Dive Brief:
- The University of Pittsburgh Medical Center (UPMC) has announced a $2 billion investment in three new Pittsburgh specialty hospitals — a vision and rehabilitation hospital, a tech-driven heart and transplant facility and a cancer center.
- The healthcare system solicited bids for architects, reviewed conceptual presentations and awarded each of the three hospitals to a different firm. HOK's 410,000-square-foot, nine-story Vision and Rehabilitation Hospital at UPMC Mercy will serve patients with limited mobility and impaired vision and will include clinical, research and teaching space. The Heart and Transplant Hospital at UPMC Presbyterian, the design of which was awarded to HGA, will feature 900,000 square feet, 18 stories and 620 rooms, which will be customized with digital technology and modern communication systems. NBBJ won the design contract for the Hillman Cancer Hospital at UPMC Shadyside, and that facility will feature 240,000 square feet, an eight-story patient tower, 180 private rooms, a 160,000-square-foot outpatient center and diagnostic, treatment and research center.
- Construction start dates for the new hospitals range from spring to summer of next year, with the vision and rehab hospital scheduled to open in 2021 and the other two in 2023. “Our vision for health care of the future drew us to invite the most talented architects to create iconic buildings," said Jeffrey A. Romoff, UPMC president and CEO, "which will be the expression of our cutting-edge, translational science and the creation of treatments and cures for the most devastating diseases that our patients experience in cancer, heart disease, transplantation, diseases of aging, vision restoration and rehabilitation.”
Dive Insight:
Design and construction of specialty hospitals differ from that of traditional medical center construction in that the layout tends to offer certain patient populations comprehensive services under one roof, according to Healthcare Design. Whereas diagnostic, pharmacy and chemotherapy services might be located in different buildings of a traditional healthcare campus, designers and builders of specialty hospitals try to keep these departments close to patients, which makes care more convenient for them and more manageable for physicians.
Technology also comes into play when planning a hospital construction project, and not just dependable Wi-Fi for the plethora of iPads and connected devices that patients, visitors and staff use, the Commercial Observer reported.

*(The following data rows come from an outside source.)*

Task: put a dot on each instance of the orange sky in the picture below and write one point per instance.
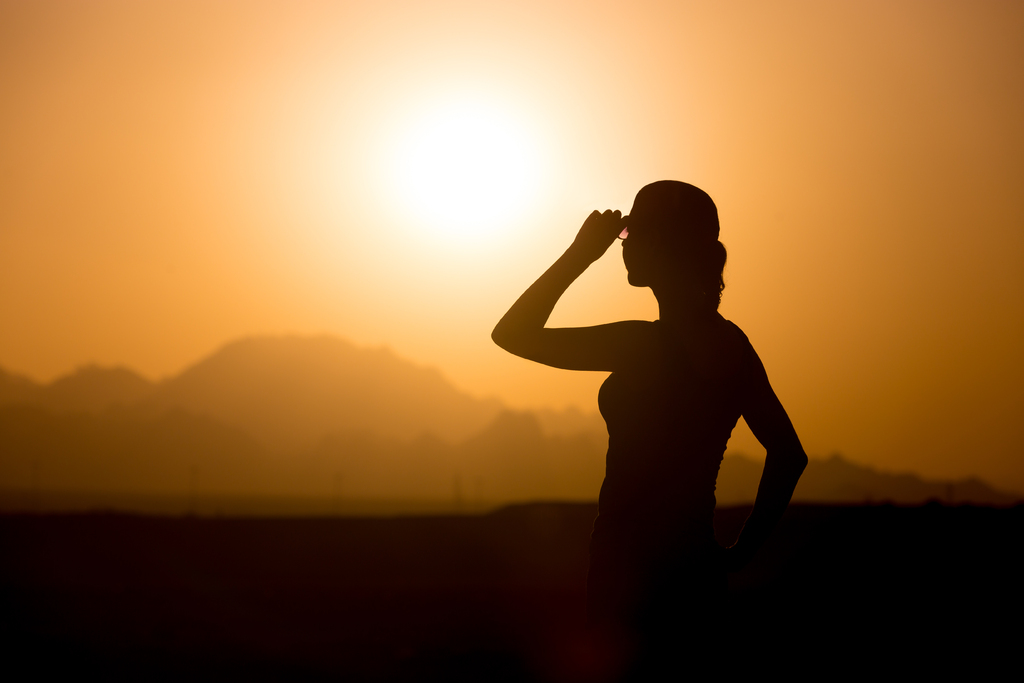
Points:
(174, 175)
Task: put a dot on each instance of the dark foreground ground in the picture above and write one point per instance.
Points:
(837, 592)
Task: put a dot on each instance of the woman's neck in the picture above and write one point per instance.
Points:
(682, 307)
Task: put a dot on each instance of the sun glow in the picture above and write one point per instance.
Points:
(468, 169)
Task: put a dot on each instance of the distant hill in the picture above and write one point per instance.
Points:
(88, 389)
(318, 417)
(838, 480)
(289, 392)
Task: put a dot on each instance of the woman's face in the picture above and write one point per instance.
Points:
(640, 253)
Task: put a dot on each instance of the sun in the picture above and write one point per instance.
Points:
(467, 169)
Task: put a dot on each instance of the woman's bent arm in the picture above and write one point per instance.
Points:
(784, 463)
(521, 330)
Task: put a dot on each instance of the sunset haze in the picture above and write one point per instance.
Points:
(176, 176)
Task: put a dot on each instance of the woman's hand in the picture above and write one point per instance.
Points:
(597, 233)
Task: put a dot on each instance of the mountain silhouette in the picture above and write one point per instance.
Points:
(289, 392)
(88, 389)
(318, 417)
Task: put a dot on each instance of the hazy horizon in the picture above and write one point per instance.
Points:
(176, 175)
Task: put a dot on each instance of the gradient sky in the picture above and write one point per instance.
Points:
(174, 175)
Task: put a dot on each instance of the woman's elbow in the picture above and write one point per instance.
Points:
(500, 336)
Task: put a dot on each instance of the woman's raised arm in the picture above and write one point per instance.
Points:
(521, 330)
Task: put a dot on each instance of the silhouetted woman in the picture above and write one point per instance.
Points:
(678, 386)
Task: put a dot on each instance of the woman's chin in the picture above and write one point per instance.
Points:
(636, 280)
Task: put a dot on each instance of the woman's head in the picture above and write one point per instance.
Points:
(672, 241)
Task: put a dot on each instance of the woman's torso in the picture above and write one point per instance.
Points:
(670, 416)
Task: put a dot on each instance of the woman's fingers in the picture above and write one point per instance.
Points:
(597, 233)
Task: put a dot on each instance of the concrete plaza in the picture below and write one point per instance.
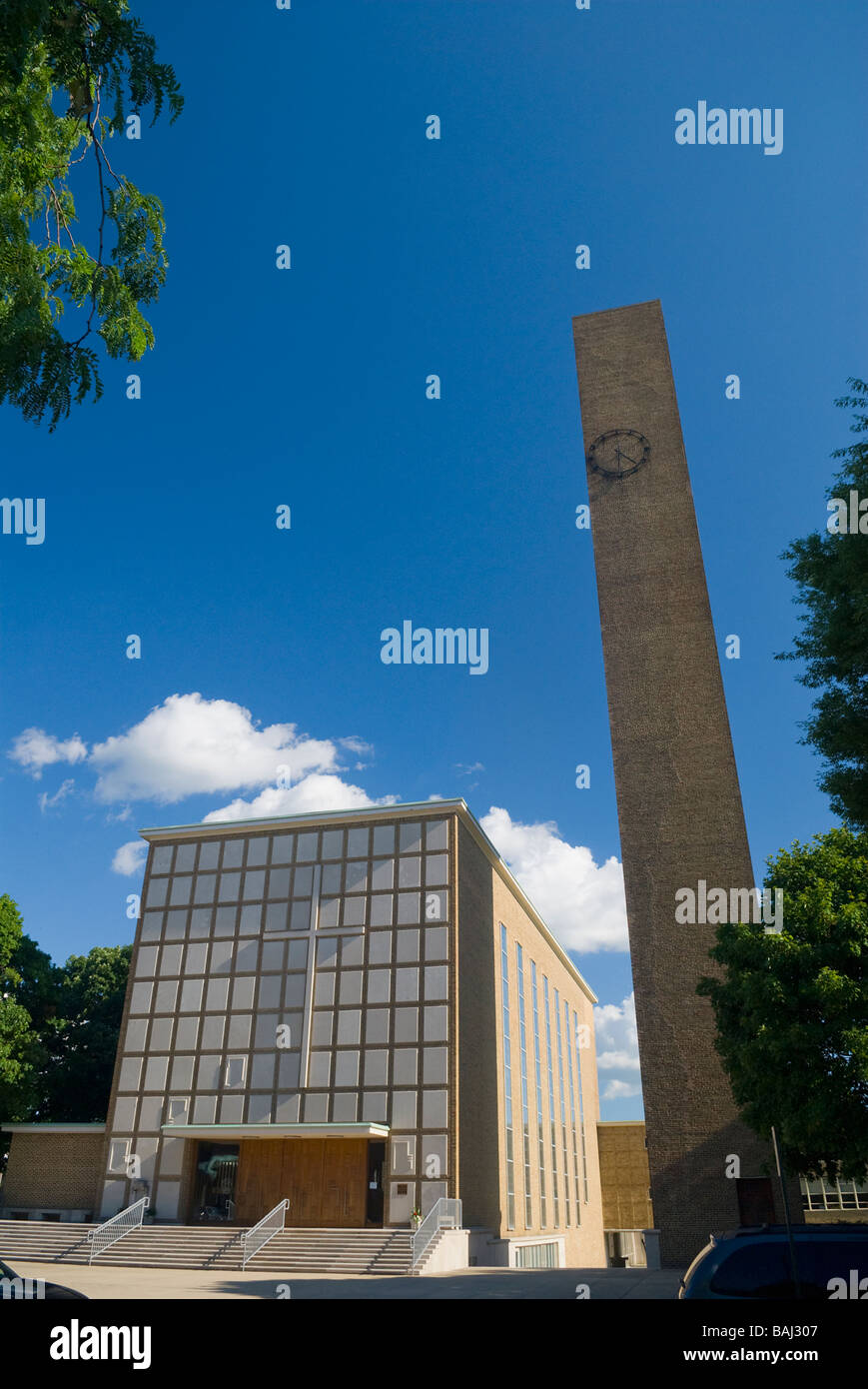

As hospitals' data storage and communication needs grow, so does the number of servers and routers, which also increases HVAC and electrical capacity requirements.
This led Memorial Sloan Kettering Cancer Center in New York City to build its own data center on the roof to accommodate the number of servers necessary to handle the hospital's needs. To ensure on-schedule completion, Sloan Kettering contractors took advantage of the prefabrication trend and built the modular data center structure offsite.